We target the implementation of a low-power system with maximum power supply of 5W using a XCKU040 Kintex Ultrascale Xilinx FPGA integrated on an Avnet board. The implemented circuit can process Ising problems of up to at least 1100 spins fully connected and of >2000 spins sparsely connected within the 5W power supply limit. Data is encoded into 18 bits fixed point vectors with 1 sign, 5 integer and 12 decimal bits to optimize computation time and power consumption. An important feature of our FPGA implementation of CAC is the use of several clock frequencies to concentrate the electrical power on the circuits that are the bottleneck of computation and require a high-speed clock. For the realization of the matrix-vector multiplication, each element of the matrix is encoded with 2 bits precision (wij is − 1, 0 or 1). An approximation based on the combination of logic equations describing the behavior of a multiplexer allows to achieve 104 multiplications within one clock cycle. The results of these multiplications are summed using cascading DSP and CARRY8 connected in a tree structure. Using pipelining, a matrix-vector multiplication for a squared matrix of size N is computed in \(2+5\frac{\log(N-4)}{\log\,(5)}+(\frac{N}{u})^{2}\) clock cycles (see Supplementary Note 2.4) at a clock frequency of 50MHz with u = 100, which is determined by the limitation of the number of available electronic component of the XCKU040 FPGA. The block size u can be made at least 3 times larger using commercially available FPGAs, which implies that the number of clock cycles needed to compute a dot product can scale almost logarithmically for problems of size N ≈ 1000 (see Supplementary Note 2.4 for discussions of scalability) and that the calculation time can be further significantly decreased using a higher-end FPGA. The calculation of the nonlinearity fi and error terms is achieved at higher frequency (300MHz and 100Mhz) using DSP in 8 + (N/u) and 9 + (N/u) clock cycles, respectively. In order to minimize energy resources and maximize speed, the nonlinear and error terms are calculated multiple times during the calculation of a single matrix-vector multiplication (see Supplementary Note 2).

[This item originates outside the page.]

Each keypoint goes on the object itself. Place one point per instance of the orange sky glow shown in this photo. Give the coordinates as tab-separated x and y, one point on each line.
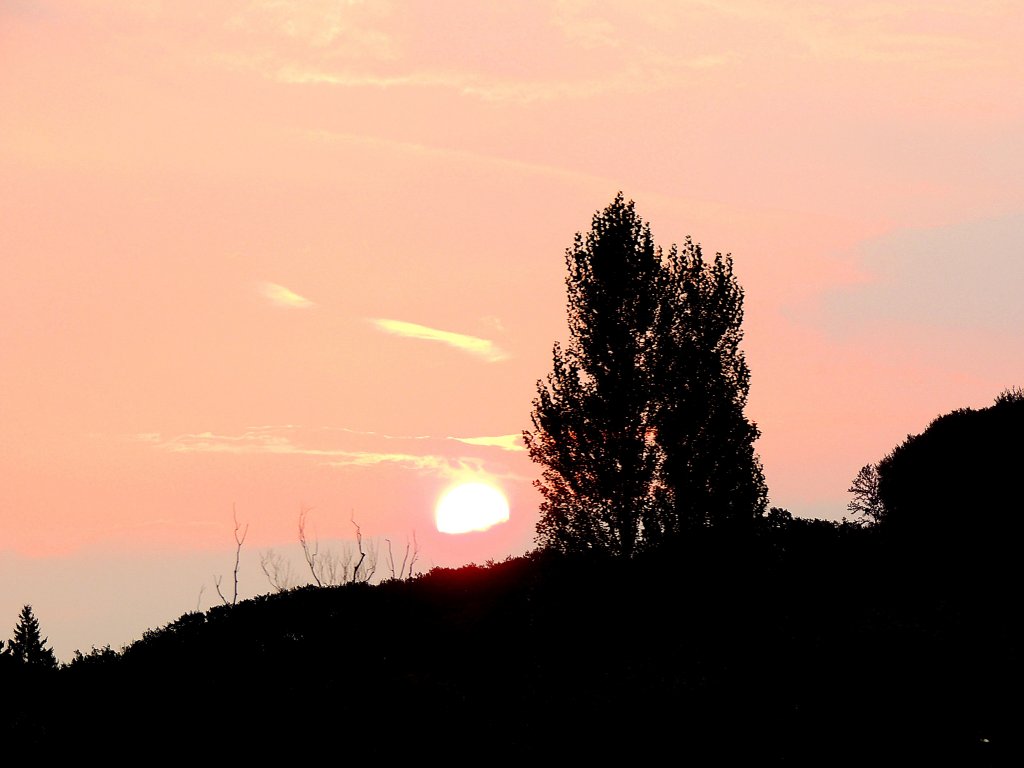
285	255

Prior to computing the benchmark on the Sherrington-Kirkpatrick instances, the parameters of the system (see Supplementary Note 2.8) are optimized automatically using Bayesian optimization and bandit-based methods71. The automatic tuning of parameters for some previously unseen instances is out of the scope of this work but can be achieved to some extent using machine learning techniques72.